By Paul Kiernan
RIO DE JANEIRO--Brazilian state-run oil giant Petróleo
Brasileiro SA doesn't foresee a need to issue new shares after
slashing its investment plans and placing tens of billions of
dollars of assets on the block, Chief Executive Aldemir Bendine
said Monday.
Petrobras announced Monday a 37% reduction in its five-year
capital spending budget, to $130.3 billion in 2015-19 from $206.8
billion planned for 2014-18. The company also said it plans to sell
$15.1 billion in assets this year and next, plus another $42.6
billion in 2017-18 via "restructuring of businesses, demobilizing
of assets and additional divestments."
Analysts were quick to point out that, with oil prices hovering
at little more than half their year-ago levels, Petrobras could
have trouble raising as much cash as it hopes. With a debt load
that already dwarfs that of other major oil companies, Petrobras'
shares have been weighed down by concerns that the company may have
to dilute minority shareholders by selling new shares or seeking a
cash infusion from the Brazilian government.

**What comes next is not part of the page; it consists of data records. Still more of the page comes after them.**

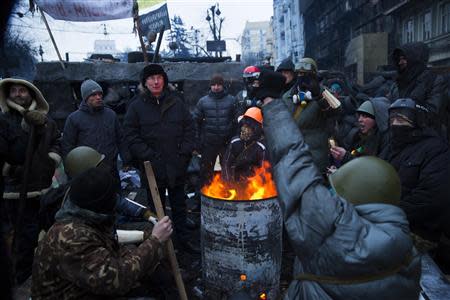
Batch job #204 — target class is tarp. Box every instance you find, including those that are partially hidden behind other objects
[35,0,134,22]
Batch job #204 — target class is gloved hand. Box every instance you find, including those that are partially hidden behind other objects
[23,110,47,126]
[142,208,157,221]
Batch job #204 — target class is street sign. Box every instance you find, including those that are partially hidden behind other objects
[139,4,170,36]
[206,41,227,52]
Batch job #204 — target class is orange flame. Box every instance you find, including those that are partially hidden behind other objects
[202,161,277,200]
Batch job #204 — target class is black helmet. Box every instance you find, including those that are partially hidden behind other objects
[389,98,429,127]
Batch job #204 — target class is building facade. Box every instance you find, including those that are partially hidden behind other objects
[300,0,450,83]
[273,0,305,66]
[241,21,273,65]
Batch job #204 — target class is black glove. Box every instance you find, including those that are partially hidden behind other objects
[23,110,47,126]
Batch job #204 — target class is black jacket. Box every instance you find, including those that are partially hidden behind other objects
[62,101,129,166]
[194,91,237,145]
[124,85,195,186]
[382,130,450,240]
[390,43,445,114]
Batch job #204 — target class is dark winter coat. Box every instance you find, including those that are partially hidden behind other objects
[124,88,195,186]
[390,43,444,115]
[382,129,450,241]
[283,86,339,173]
[263,99,420,300]
[31,200,163,300]
[62,101,130,166]
[193,91,237,145]
[0,102,61,199]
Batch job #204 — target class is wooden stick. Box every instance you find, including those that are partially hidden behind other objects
[39,7,66,70]
[144,161,187,300]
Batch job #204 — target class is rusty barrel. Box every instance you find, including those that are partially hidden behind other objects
[201,195,283,299]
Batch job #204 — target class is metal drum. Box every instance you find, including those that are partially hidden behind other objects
[201,195,283,299]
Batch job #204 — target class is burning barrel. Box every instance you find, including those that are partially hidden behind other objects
[201,163,282,299]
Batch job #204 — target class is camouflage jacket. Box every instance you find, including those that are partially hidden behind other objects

But Mr. Bendine said that recent bond sales and loan
agreements--some with Chinese state banks--show that the company
still has the ability to raise financing.
"With respect to a possible share sale, yes, it is totally
discarded for the near horizon of the company, given the reality
that we have today and the way we elaborated the new business
plan," Mr. Bendine said in a news conference.